Los efectivos estadounidenses, descritos por el Estado Mayor nigeriano como “especialistas técnicos”, se desempeñarán exclusivamente en funciones de asesoramiento y formación, sin participar en operaciones de combate. Según el portavoz militar, el general de división Samaila Uba, el despliegue responde a una petición formal del Gobierno nigeriano y se centra en “necesidades concretas de formación militar, apoyo técnico y compartir inteligencia”.

Esta presencia militar marca un punto de inflexión en la cooperación bilateral. El 25 de diciembre de 2025, Estados Unidos llevó a cabo su primer ataque aéreo en territorio nigeriano, lanzando más de una docena de misiles Tomahawk desde un buque en aguas del Golfo de Guinea contra campamentos atribuidos al Estado Islámico en el estado de Sokoto, en el noroeste. Los bombardeos, coordinados con las autoridades nigerianas, causaron más de cien bajas entre milicianos del grupo Lakurawa, afiliado a la Provincia del Sahel del Estado Islámico.

El presidente estadounidense Donald Trump justificó los ataques como respuesta a lo que calificó de “genocidio” contra cristianos nigerianos. Sin embargo, tanto el Gobierno de Nigeria como la mayoría de expertos independientes rechazan esta caracterización, señalando que la violencia afecta indistintamente a cristianos y musulmanes. Nigeria, con 240 millones de habitantes divididos aproximadamente al 50% entre ambas religiones, enfrenta una crisis de seguridad multidimensional que trasciende las divisiones confesionales.

Un soldado del Ejército de Estados Unidos (2R) entrena a soldados del Ejército de Nigeria en un complejo militar en Jaji, Nigeria, 14 de febrero de 2018
Capt. James Sheehan/U.S. Army/Handout via REUTERS

El despliegue anunciado representa solo la primera fase de una presencia militar más amplia. Funcionarios estadounidenses confirmaron a medios locales que se esperan unos 200 militares adicionales en las próximas semanas, que se distribuirán en varias bases del país. Los primeros aviones de transporte C-17 ya han comenzado a aterrizar en Maiduguri, capital del estado de Borno y epicentro de la insurgencia de Boko Haram desde hace más de una década.

El portavoz presidencial Sunday Dare reconoció que Nigeria necesita “apoyo masivo del Gobierno estadounidense” en términos de aviones de combate y municiones, aunque se negó a precisar cifras o plazos.
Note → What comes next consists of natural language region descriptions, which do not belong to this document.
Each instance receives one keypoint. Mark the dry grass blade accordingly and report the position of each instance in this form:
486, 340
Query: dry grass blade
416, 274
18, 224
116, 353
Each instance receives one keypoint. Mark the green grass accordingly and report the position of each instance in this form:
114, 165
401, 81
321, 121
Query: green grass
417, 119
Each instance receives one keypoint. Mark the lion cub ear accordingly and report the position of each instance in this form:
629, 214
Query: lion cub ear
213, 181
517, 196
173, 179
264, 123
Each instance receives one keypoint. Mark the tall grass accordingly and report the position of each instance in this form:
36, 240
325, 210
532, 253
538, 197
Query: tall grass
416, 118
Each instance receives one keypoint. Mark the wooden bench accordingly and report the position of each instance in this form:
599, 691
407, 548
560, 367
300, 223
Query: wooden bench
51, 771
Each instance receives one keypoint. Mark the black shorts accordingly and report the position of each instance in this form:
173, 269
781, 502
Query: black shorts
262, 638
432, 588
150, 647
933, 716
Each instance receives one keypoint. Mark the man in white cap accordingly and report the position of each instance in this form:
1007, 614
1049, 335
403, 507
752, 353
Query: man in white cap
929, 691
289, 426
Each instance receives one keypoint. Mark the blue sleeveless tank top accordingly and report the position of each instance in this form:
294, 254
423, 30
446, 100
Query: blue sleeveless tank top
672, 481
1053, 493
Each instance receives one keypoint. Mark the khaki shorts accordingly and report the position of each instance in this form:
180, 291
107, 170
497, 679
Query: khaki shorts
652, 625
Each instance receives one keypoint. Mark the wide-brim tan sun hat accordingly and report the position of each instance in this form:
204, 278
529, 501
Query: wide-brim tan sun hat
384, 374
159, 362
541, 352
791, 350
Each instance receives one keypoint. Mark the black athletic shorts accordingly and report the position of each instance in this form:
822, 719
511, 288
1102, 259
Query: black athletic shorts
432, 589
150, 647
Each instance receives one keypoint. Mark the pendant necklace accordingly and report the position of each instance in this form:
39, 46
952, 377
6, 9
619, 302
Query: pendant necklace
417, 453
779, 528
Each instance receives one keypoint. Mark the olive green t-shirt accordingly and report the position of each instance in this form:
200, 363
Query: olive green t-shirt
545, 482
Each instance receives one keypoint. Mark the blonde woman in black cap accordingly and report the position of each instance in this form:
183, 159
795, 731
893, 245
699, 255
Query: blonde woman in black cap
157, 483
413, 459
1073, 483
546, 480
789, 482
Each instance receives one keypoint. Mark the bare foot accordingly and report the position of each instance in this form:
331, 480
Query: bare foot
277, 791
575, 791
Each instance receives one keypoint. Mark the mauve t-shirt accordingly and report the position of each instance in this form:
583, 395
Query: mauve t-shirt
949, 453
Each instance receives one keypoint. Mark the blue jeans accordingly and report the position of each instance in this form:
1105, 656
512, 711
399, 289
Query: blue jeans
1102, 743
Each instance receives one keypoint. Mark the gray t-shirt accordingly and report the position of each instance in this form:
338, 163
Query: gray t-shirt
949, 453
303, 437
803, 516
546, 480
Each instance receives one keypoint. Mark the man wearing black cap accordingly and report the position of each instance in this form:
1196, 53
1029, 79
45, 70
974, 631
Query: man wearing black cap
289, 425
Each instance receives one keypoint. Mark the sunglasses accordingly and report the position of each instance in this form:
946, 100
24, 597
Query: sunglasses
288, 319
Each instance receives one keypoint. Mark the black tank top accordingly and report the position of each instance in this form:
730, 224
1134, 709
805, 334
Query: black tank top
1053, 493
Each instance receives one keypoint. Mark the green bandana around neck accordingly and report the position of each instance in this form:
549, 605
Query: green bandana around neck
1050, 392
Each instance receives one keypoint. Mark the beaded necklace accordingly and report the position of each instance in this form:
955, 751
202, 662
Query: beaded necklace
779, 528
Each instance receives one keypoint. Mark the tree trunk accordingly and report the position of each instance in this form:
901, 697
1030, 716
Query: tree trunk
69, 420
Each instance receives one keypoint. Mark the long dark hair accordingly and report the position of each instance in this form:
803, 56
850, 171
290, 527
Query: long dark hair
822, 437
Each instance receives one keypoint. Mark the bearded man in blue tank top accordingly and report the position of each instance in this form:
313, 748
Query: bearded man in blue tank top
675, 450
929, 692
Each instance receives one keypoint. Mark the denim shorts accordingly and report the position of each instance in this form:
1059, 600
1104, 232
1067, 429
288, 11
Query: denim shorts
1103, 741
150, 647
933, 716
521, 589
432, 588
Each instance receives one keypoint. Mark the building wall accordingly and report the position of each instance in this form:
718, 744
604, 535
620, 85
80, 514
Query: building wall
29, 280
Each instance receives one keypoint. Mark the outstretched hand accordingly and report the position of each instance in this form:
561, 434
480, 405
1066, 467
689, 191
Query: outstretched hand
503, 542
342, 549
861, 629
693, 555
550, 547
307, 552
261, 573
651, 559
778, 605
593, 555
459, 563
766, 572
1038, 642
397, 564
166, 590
La solicitud evidencia las limitaciones operativas de unas Fuerzas Armadas nigerianas que llevan años combatiendo simultáneamente múltiples frentes de inseguridad.

El país enfrenta una insurgencia yihadista arraigada en el noreste desde 2009, protagonizada por Boko Haram y su escisión, la Provincia de África Occidental del Estado Islámico. En el noroeste, grupos criminales armados llevan a cabo secuestros masivos por rescate, mientras que en el estado de Sokoto opera Lakurawa, milicia que surgió en 2017 como fuerza anticrimen invitada por comunidades locales pero que posteriormente impuso un régimen de terror bajo interpretaciones radicales de la sharia. En las regiones centrales persisten los enfrentamientos entre comunidades de agricultores cristianos y pastores fulani musulmanes por el control de tierras fértiles, aunque analistas subrayan que el conflicto responde principalmente a presiones económicas y disputas por recursos naturales.

El presidente Bola Tinubu, en el poder desde mayo de 2023, declaró el pasado noviembre una emergencia nacional de seguridad y anunció el reclutamiento de 20.000 agentes de policía adicionales tras una serie de secuestros masivos de estudiantes en escuelas católicas. Entre julio de 2024 y junio de 2025, según datos compilados por organizaciones de derechos humanos, se registraron más de 4.700 secuestros en todo el país.